23 April 2015

by Yoga Wisesa

Bukan Lampu Ajaib, Tapi Flyte Bisa Terbang di Atas Sumber Listrik

Mengapa bentuk 'lampu ajaib' di film Aladdin lebih menyerupai teko? Sebenarnya itulah rupa lampu minyak zaman dulu, dengan api keluar di ujungnya. Tapi penasarankah Anda seperti apa bentuk sistem penerangan di masa depan? Seorang desainer Swedia berhasil menciptakan device berpijar yang boleh jadi adalah cara penyajian lampu futuristik.

Sejak masih remaja, Simon Morris sudah memimpikan hoverboard, dan terkagum-kagum pada teknologi 'terbang' berbasis magnet. Ia mulai membuat beragam jenis prototype, dari mulai papan luncur, sepatu, speaker, serta headphone. Namun akhirnya teknik tersebut ia terapkan ke Flyte sebagai produk konsumen. Flyte ialah lampu LED 'ajaib' yang terbang di udara, dan tidak membutuhkan sambungan fisik ke sumber listrik.

Flyte mengkombinasikan dua teknologi: daya angkat berbekal magnet dan teknik induksi atau transfer tenaga secara wireless. Meski teorinya mudah dijelaskan, proses pembuatannya tidak gampang. Tantangan terbesarnya terletak pada penyeimbangan keduanya. Baik induksi dan magnetic levitation mempunyai keterbatasan, itu sebabnya device perlu dirancang sedemikian rupa agar bekerja optimal.

Info menarik: Zedcon Dapat Mengontrol Lampu LED Berdasarkan Musik

Perangkat tersebut adalah campuran benda seni dan teknologi terapan. Flyte terdiri atas dua bagian, lampu dan base. Lampu menyimpan empat buah LED ultra-bright. Saat ditempatkan di atas base, bohlam segera berpijar sambil berputar perlahan-lahan. Lampu mampu bertahan hingga 50.000 jam - 12 jam sehari selama 11 tahun. Lalu base sendiri memanfaatkan bahan kayu ek, ash, atau walnut.

Efisien dalam penggunaan tenaga, memanfaatkan sumber daya alam yang banyak tersedia, dan diciptakan dari material terbaik ialah tiga janji Morris. Flyte mengusung jenis bulb anti-pecah, dengan sistem LED rendah energi. Wireless power reciever akan saling mendorong dengan transmiter, berkat gaya elektromagnetik dan gravitasi. Powertransmiter dilindungi oleh casing kayu.
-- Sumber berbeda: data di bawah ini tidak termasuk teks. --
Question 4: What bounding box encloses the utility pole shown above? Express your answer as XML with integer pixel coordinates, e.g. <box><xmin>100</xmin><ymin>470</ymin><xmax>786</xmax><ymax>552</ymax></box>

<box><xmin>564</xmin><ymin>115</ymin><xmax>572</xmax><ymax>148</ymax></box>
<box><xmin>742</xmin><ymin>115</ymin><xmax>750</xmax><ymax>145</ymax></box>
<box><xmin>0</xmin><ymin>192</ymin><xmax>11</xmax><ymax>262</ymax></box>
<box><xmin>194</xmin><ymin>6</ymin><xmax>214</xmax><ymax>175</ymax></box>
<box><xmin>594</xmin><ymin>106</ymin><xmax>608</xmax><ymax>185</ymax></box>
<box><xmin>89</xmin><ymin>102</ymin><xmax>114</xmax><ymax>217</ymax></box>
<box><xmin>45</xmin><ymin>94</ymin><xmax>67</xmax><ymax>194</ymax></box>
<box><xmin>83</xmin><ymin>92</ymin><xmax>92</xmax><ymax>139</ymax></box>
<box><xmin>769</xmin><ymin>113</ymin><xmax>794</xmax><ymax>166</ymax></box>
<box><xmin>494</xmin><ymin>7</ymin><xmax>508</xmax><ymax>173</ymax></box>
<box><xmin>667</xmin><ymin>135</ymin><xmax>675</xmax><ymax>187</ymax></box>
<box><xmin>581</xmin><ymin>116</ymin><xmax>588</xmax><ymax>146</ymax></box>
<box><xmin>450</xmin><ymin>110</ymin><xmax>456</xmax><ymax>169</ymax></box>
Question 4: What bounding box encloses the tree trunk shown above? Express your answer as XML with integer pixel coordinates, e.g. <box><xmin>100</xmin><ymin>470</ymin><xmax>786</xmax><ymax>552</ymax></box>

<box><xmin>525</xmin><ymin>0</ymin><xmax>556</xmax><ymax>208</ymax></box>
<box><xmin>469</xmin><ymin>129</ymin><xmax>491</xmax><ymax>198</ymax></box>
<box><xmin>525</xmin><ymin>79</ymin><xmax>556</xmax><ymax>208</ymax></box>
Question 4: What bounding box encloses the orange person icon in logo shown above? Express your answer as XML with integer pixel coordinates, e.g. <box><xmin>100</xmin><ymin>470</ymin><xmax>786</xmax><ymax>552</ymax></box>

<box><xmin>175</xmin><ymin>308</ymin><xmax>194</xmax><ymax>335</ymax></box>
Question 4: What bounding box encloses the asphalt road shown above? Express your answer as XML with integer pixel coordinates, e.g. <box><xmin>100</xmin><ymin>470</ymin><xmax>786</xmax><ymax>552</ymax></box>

Simon Morris menyebutkan bahwa Nikola Tesla merupakan salah satu pemberi inspirasi ide Flyte. Selain buat dudukan lampu terbang, base juga bisa dipakai mengisi ulang baterai smartphone. Kini tim sedang bereksperimen dengan levitation terbalik - seperti posisi bohlam lampu pada umumnya. Beberapa produsen telah setuju mendukung tim Morris untuk proses produksi.

Flyte dapat Anda pesan sekarang di situs crowdfundingKickstarter. Harga versi early bird memang cukup mahal, mencapai US$ 240, tapi tidakkah Anda tertarik menaruh lampu terbang keren ini di atas meja kerja?